Given your background, I’d suggest a shift: move from solo researcher with advisors to research director with active technical involvement in one thread. Concretely:

  • Pick one project where you are genuinely in the weeds — designing experiments, analyzing results, writing sections. This keeps your skills sharp and gives students a model to emulate.
  • On the other projects, be a structured advisor: weekly check-ins, sharp feedback on writeups, and blocking decisions (not bottlenecking execution).
  • You write the framing and introduction sections of papers. Students often struggle most with situating work in the literature — this is where your experience adds the most value.

Midterm-to-Break Research Project Ideas

These are scoped to be completable in ~6–8 weeks and publishable at a workshop or short paper venue:

  1. Sim-to-Real Gap on a Budget — Train a simple manipulation or locomotion policy in simulation (Isaac Gym / MuJoCo), deploy on cheap hardware, and systematically measure the gap. Lots of venues want honest benchmarks like this.
  2. Edge Vision for Robotic Trigger Detection — Deploy a fine-tuned vision model (e.g. YOLO variant) on a Jetson Nano or Pi 5, and benchmark latency/accuracy tradeoffs under real-world lighting/occlusion. Great for a systems-flavored paper.
  3. Human-in-the-Loop Correction Study — Build a small robot task (pick-and-place, navigation) and study how few corrective demonstrations are needed to adapt a pretrained policy. Connects neatly to RLHF/HITL literature.
  4. Physical LLM Interface — Use an LLM (via API) as a task planner for a physical agent, and evaluate failure modes systematically. Very publishable right now given LLM-robotics interest.
  5. Tactile/Sensor Fusion Baseline — If you have any force or tactile sensors, even a basic dataset + baseline model contributes something concrete to an underexplored area.

Roadmap

PhaseTimingActions
SeedNow → 3 weeksDraft lab mission statement; soft-recruit 2–3 students informally; sketch project list
RecruitWeeks 3–6Post formal call; interview 8–10; select 4–6; assign to projects
SprintMidterms → BreakFocused project execution; weekly standups; draft paper outlines
WriteOver breakPaper drafts; you edit and frame; target workshop/short paper deadlines
LaunchStart of next semesterLab site goes live; first blog post; submit first paper

Online Presence — Content Suggestions

Site structure:

  • About — Lab mission (1 clear paragraph: what problems, what approach, why physical AI)
  • People — You + students with short bios and GitHub/Scholar links
  • Research — Project cards with status (ongoing / submitted / published)
  • Blog — Where most of your energy should go early on

Blog content to start with:

  • “Why Physical AI, Why Now” — your founding statement
  • “What We’re Building This Semester” — project previews, generates interest
  • A build log post per project (students write these, you edit)
  • “What We Learned Presenting at [Conference]” — you already have material for this

Recruiting email (to send to undergrad/grad lists):

Subject: Joining the [Lab Name] Physical AI Lab — Paid/Credit Research Positions

I’m forming a small research group focused on physical AI — where learned models meet real hardware. We’re working on problems involving robotic perception, edge inference, and human-robot interaction, with a goal of publishing at venues like [CoRL / ICRA / RA-L workshops / etc.].
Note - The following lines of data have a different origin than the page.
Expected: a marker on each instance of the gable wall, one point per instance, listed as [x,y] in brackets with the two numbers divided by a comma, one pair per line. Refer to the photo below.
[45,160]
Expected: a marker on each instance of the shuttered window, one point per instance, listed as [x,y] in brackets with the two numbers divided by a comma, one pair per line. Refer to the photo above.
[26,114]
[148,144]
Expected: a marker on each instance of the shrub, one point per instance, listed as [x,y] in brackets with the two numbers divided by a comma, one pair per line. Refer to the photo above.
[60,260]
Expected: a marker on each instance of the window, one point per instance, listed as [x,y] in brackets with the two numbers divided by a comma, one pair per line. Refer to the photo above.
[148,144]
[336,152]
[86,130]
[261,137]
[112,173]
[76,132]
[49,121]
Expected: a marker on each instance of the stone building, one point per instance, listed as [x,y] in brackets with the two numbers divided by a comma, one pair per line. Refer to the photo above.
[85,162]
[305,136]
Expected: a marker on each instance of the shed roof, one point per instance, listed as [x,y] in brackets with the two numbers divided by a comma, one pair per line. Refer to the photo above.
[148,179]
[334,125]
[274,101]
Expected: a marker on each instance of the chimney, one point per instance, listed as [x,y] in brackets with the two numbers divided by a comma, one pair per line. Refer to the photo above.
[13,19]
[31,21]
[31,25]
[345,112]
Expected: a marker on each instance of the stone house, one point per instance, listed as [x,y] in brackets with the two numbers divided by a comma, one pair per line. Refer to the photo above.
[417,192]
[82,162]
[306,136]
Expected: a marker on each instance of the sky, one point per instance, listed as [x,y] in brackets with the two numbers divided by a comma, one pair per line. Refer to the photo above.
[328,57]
I’m looking for 4–6 students (undergrad and MS) who are curious, self-directed, and want to put their name on real publications. Background in robotics, CV, or embedded systems is helpful but not required — motivation matters more.

If this sounds like you, send me a short email (not a formal CV) describing one thing you’ve built or studied that you’re proud of.

The single most important thing early on: ship one paper before the lab site has been live six months. Even a workshop paper signals that this is a real lab, not a landing page.